Cultivate your animal spirits — and be kind to yourself!
After a lost decade, the Finnish economy is finally gaining momentum. Cost competitiveness is improving, which supports exports. The investment appetite has been invigorated at last, which in turn lays a foundation for the future growth potential of the economy. Employment has also improved somewhat, even if challenges remain to be solved in the functioning of the labour market.
Political risks are strongly present now. What seemed to be the unquestioned cornerstone of the Western world, namely liberal capitalism, is under attack. The force hammering the economic world order and the political landscape, as we know them, is economic nationalism. Some of the old sources of stability in the world economy have turned into drivers of volatility instead, it now seems. Add technological change to this puzzling landscape of contradictory forces and things get even more confusing! What might have looked like a clear map at one point now seems more like a messy tangle.

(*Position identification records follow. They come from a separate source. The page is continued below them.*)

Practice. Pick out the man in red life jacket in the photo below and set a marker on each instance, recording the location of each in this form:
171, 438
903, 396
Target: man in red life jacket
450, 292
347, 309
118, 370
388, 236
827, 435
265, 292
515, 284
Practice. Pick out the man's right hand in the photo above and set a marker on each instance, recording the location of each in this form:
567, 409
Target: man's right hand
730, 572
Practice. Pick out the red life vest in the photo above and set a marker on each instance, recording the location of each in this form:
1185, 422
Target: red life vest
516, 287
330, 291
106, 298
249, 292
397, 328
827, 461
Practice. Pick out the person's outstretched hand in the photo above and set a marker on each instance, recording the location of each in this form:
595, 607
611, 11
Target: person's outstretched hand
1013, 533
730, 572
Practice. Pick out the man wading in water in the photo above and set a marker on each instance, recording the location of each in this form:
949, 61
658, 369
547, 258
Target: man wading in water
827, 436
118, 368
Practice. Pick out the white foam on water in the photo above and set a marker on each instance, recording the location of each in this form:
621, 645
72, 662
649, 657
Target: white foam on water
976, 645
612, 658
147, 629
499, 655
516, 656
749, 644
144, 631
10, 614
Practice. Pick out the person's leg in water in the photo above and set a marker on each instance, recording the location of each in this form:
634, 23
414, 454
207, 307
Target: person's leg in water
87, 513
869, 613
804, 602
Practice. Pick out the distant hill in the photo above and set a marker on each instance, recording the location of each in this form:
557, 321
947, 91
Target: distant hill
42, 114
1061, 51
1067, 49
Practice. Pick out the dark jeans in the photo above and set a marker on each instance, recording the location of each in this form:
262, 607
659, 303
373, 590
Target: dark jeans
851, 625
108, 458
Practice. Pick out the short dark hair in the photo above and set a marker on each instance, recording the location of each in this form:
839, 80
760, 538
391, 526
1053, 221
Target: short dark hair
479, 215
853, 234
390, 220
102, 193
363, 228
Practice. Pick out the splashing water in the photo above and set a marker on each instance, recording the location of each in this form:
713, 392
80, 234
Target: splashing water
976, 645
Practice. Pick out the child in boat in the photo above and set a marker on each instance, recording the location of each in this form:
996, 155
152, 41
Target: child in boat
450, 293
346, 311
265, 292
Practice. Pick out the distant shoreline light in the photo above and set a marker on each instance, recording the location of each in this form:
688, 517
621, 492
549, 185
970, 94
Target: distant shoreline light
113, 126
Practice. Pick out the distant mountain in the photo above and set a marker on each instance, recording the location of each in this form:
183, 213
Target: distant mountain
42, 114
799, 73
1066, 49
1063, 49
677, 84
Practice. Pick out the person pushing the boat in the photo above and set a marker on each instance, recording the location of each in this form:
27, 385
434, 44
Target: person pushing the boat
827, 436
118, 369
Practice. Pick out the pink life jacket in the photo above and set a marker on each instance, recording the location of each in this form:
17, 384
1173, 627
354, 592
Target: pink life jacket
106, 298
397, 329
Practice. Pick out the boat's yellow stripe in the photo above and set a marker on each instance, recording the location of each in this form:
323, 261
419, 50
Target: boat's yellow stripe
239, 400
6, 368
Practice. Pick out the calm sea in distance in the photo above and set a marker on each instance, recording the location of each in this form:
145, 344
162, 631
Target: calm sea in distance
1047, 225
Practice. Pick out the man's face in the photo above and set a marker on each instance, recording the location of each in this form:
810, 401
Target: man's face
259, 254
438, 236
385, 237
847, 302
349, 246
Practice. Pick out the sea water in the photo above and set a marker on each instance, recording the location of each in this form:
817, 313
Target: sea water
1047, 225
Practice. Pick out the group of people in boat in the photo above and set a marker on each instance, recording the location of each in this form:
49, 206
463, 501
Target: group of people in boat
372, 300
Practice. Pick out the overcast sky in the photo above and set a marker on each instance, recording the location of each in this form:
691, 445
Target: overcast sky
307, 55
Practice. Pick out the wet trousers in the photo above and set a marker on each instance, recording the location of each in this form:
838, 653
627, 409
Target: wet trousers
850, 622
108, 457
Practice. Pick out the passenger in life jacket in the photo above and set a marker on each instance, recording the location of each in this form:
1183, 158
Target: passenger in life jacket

We need open markets — that is for sure. Global trade is not a zero-sum game. Free trade, free markets, private enterprise and competition lead to the efficient allocation of resources. And to maximal total welfare. While globalization has opened up possibilities, many have also seen their relative positions deteriorate. The Nordic way of dealing with globalization — namely free markets and collective risk sharing — now seems more relevant than ever.
We need some new ingredients in the economy
We used to ride on a comparative advance. The story of Finland is tightly linked to free trade and high value creation. One might call it a success story or a survival recipe. Finland is a small country and a small economy. To succeed in competition, we learned to ride on a comparative advantage and embrace globalization. This also makes our economy vulnerable of course.
Now the economy is finally growing, and new possibilities are opening up. The production structure is evolving, giving rise to new ideas, new networks and value chains and killing off some of the old ones. Improving cost competitiveness is a necessary but not a sufficient step. We also need more investments in human capital, research and development.
In this time of uncertainty…
You should cultivate your animal spirits! Success lies in entrepreneurship and more risk taking in the economy. We need courage, spirit and bold, daring individuals. This is exactly what you are doing at Aalto Executive. There is, however, much more at play. At the core of success lies not only your ability to find and rely on your animal spirits, but also your own resilience as an entrepreneur and creative actor in the long run. And your ability to work with others.
The most important resources in your venture are you and the people you work with. When you develop as a leader and entrepreneur — when you and your company grow — it is vital to care for your own resources and those of your people. Competitiveness challenges you — you should be kind to yourself and to your future self. This is rational human investment behaviour in the long run also in a volatile environment.
* The term ‘’animal spirits’’ was first introduced by J.M. Keynes in The General Theory of Employment, Interest and Money (1936). It is used to refer human emotions, instinct and trust in economic behaviour.